My first wife grew into a lunatic as the kids aged. She forgot what it was to be a parent and allowed the kids from the age of 12 or so to walk all over her.. If i punished them for anything... she would wait til i turned my back and unpunished them.. punishments were grounding or taking away tv or something.. finally i had enough cause the kids lost respect for me as well as her cause they knew they could get away with anythng so i walked out the door and told her you created this mess you deal with it
they have since almost killed her and have little respect for themselves or anyone else
i remarried and have two step daughters now.. one is 21 and out of the house and the other is now 16 it took almost three years but the 16 year old and i have a pretty good understanding and respect for each other.. the 21 year old and i have always had a good relationship.. she is the mother of the granddaughter

Looking back not only would i have never married my biological kids mom had i the chance to do it over, i understand the point about kids taking a toll on a marriage cause it seems that women in particular go overboard for their kids ( ive had some arguments with the new wife over some of the things shes done for the step kids at her expense) and in some instances the mothering instinct goes haywire..

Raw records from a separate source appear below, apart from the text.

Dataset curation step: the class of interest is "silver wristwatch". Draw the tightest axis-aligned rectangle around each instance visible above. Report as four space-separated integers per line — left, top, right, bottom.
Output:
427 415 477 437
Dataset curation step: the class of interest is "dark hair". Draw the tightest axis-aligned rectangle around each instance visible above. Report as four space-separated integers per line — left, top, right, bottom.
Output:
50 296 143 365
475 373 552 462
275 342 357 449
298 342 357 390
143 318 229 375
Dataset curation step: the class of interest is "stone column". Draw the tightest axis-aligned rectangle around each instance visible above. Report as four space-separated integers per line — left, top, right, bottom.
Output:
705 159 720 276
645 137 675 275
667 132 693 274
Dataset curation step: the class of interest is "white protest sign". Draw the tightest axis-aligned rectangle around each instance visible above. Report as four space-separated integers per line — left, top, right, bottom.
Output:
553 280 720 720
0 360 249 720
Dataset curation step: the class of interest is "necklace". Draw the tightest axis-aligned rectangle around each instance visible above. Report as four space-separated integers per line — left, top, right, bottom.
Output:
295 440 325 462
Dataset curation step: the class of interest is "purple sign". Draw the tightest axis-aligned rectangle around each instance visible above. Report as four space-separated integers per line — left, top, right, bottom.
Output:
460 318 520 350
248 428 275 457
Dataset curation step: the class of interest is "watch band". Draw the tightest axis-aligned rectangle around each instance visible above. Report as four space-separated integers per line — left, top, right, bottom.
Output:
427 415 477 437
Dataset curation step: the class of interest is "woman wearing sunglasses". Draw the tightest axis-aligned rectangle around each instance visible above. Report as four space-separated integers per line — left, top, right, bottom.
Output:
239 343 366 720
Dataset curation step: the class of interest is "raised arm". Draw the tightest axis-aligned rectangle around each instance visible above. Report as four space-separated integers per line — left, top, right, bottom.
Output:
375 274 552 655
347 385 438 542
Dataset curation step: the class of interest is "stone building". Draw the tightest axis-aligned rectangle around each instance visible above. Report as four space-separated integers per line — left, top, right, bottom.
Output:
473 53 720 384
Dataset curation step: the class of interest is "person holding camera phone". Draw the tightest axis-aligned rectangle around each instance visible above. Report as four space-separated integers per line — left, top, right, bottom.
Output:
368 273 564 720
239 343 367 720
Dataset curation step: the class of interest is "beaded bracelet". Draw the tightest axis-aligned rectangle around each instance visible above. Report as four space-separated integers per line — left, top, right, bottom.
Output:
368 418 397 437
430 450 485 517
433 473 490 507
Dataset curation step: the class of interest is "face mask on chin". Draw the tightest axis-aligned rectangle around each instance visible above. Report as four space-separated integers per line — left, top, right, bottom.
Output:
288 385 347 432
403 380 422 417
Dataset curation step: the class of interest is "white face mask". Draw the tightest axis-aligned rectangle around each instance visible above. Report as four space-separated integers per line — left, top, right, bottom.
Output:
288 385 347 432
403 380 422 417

My wife has come back to not catering too much to the kids and after some therapy she discovered she was overcompensating due to her disasterous marriage she had to her first husband
but i do love kids and would prolly have had kids again if i had it to do over with.. i just woulda been alot more selective in my choice of spouses.. Kids are great in many ways but there are alot of influences on them and these days its too easy to spoil them and it seems that alot of parents are more interested in giving their kids everything and not teaching them about responsibility and life than to raise them with respect for each other , authority , and the value of a dollar.